Highlighting real statistical studies

Kevin Ross – Cal Poly, San Luis Obispo

One of the recommendations of the GAISE report is to “use real data where possible.” While this is great advice, perhaps an even better recommendation is to “always use real statistical studies.” This post describes some ways I highlight real studies in my courses. While my approach might not be novel, I hope you find some of these ideas useful. [pullquote]Highlighting real data in our teaching is extremely important. However, perhaps a better goal is to highlight real statistical studies…[/pullquote]

For students, it doesn’t get more real than studies about themselves. I start by collecting data on students before the first class through an online survey. Variables often include: number of Facebook friends, number of text messages sent yesterday, hours of sleep on a typical weeknight, music preference (pop, rock, country, etc). This data set is then available on the first day of class to provide a real context for concepts like observational units, variables and their types, descriptive statistics, outliers (it seems that every class has a student that sends about 500 texts). As we use these data and collect more throughout the course, students enjoy posing their own questions and learning about each other.

I also collect data on students to replicate real research studies. For example, since 2012 Microsoft has sponsored the “Bing It On” challenge, a blind comparison test of search engine results from Bing and Google. You might remember the substantial ad campaign in which Microsoft claimed that people who take the challenge prefer Bing nearly 2 to 1 over Google. I have my students take the challenge and then use the data to perform a significance test of Microsoft’s claim (which is usually soundly rejected). This particular study is well suited to a simulation-based curriculum; the null distribution of the sample proportion, under the assumption that the population proportion is 2/3, can be simulated in class by rolling dice. One other nice feature of this study is that there are usually a handful of students whose result is “draw”. Students question how the draws should be counted: For Bing? For Google? Not counted at all? We can then discuss how the different rules for counting draws affect our analysis. In this way, we can investigate how changing the sample proportion or sample size affects the p-value in a real context, rather than just “imagine that the sample size had been…” Finally, we compare our study to similar research regarding Microsoft’s claim so students can witness that the same methods they learn in class are used in practice by real researchers.

Another way to incorporate real studies is to have students perform their own. The benefits of projects in which students propose their own research questions and collect their own data are many and have been discussed elsewhere, so I’ll just highlight one here: Past student projects become real statistical studies for future students. So let students do the work of finding real data for you!

The main hurdle to using real studies is finding good studies. It is not easy to find a study that (1) is real, (2) is of general interest to students, and (3) achieves a pedagogical goal. Valuable sources include colleagues, textbooks, and the internet. One hesitation I initially had to using real research studies was that the statistical methods used are often more advanced than those covered in introductory statistics. But eventually the realization dawned on me: I might not be able to replicate the study, but I can still use the research question and the data!
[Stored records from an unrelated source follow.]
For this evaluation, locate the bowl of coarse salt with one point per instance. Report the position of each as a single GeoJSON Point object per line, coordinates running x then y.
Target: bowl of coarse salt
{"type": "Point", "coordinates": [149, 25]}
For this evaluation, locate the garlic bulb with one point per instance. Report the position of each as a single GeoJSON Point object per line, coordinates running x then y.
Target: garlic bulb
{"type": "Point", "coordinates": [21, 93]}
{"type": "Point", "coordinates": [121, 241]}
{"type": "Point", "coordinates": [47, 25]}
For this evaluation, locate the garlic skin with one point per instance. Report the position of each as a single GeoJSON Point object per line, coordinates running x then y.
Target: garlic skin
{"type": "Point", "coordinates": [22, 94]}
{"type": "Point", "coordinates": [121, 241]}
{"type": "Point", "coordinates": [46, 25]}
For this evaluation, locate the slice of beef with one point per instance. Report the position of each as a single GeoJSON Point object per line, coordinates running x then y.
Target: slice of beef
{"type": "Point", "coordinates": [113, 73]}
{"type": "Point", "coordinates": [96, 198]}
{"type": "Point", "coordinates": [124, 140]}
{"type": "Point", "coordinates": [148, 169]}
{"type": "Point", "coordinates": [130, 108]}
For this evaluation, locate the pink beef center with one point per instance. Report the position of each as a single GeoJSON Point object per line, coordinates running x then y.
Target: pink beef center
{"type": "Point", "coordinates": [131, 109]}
Analyzing the data through the less sophisticated methods covered in class provides opportunities to look back and ahead to consider the limitations in our analysis and what we might want to investigate in the future. (I should also mention here that using real studies includes using real bad studies. For example, if you ever want to demonstrate survey bias just head to the online polls page on Fox Nation.)

In the middle of lecture, I briefly present a “statistical study of the day” which is current and of general interest to students. Sometimes I select studies that correspond to current course topics. For example, I presented an article discussing the association between age and number of tattoos while covering two-way tables and chi-square procedures. (In general, fivethirtyeight.com is a great source, and the Significant Digits feature is tailor made for a “statistic of the day”.)

However, most often I deliberately select statistical studies of the day which are completely tangential to the course. A few examples include:

The searchable Rap Stats database, which contains frequency of words in rap lyrics over time, demonstrates interactive graphics and time series (so students can witness the death of “beepers” and the rise of “twerking”).
A paper which uses Bayesian hierarchical modeling to (spoiler alert?) predict which characters will die in the next Game of Thrones novel, provides an introduction to different interpretations of probability.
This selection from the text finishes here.